Monday, August 30, 2010

today's awesome

Arcade Fire keeps further convincing me of their innovative awesomness... today with the most unique spin on a music video I've seen.

If you haven't already, go download Google Chrome, then visit The Wilderness Downtown. It's an interactive short film set to "We Used to Wait" (one of the best songs on their new record, IMO) and it's pretty amazing. You enter the address of your childhood home, and... well, I won't spoil it. If it seems glitchy, then wait (ha) and refresh it. It's worth it.

I will say I just spent a good hour playing around on the website... feeling rather nostalgic and bittersweet now.

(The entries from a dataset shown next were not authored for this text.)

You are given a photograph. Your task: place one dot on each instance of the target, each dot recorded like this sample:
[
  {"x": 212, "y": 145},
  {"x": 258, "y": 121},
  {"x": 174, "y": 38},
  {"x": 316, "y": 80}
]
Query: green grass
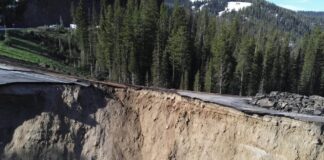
[{"x": 30, "y": 57}]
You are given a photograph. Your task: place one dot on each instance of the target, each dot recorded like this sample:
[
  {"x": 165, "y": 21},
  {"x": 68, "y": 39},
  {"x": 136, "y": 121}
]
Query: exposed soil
[{"x": 100, "y": 122}]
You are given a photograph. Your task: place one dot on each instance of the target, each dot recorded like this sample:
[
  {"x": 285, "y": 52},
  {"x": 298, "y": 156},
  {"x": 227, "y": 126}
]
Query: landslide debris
[{"x": 290, "y": 102}]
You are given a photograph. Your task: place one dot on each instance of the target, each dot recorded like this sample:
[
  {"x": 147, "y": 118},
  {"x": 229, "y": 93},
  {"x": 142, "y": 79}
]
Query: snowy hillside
[{"x": 235, "y": 6}]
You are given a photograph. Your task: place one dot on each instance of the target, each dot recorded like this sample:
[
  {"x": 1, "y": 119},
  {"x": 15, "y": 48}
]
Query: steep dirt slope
[{"x": 72, "y": 122}]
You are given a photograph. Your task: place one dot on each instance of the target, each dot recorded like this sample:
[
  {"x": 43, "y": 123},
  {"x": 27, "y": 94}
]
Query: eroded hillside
[{"x": 51, "y": 121}]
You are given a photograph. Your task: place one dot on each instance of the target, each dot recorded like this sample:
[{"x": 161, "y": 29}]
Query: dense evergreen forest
[{"x": 148, "y": 43}]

Screencap unashamedly stolen from Pop Candy

Sunday, August 29, 2010

sunday happiness*4

Starting the week with happy things...

1) My fourth Sunday at Engaging Life. It's starting to feel like home. (As my sister says, it's official when the pastor is following you on Twitter. :))
2) Rainy + overcast +breezy = hints of fall in the air!
3) Driving with the windows down
4) New Brooke Fraser song! Kind of different, but it's impossible to listen without feeling happy.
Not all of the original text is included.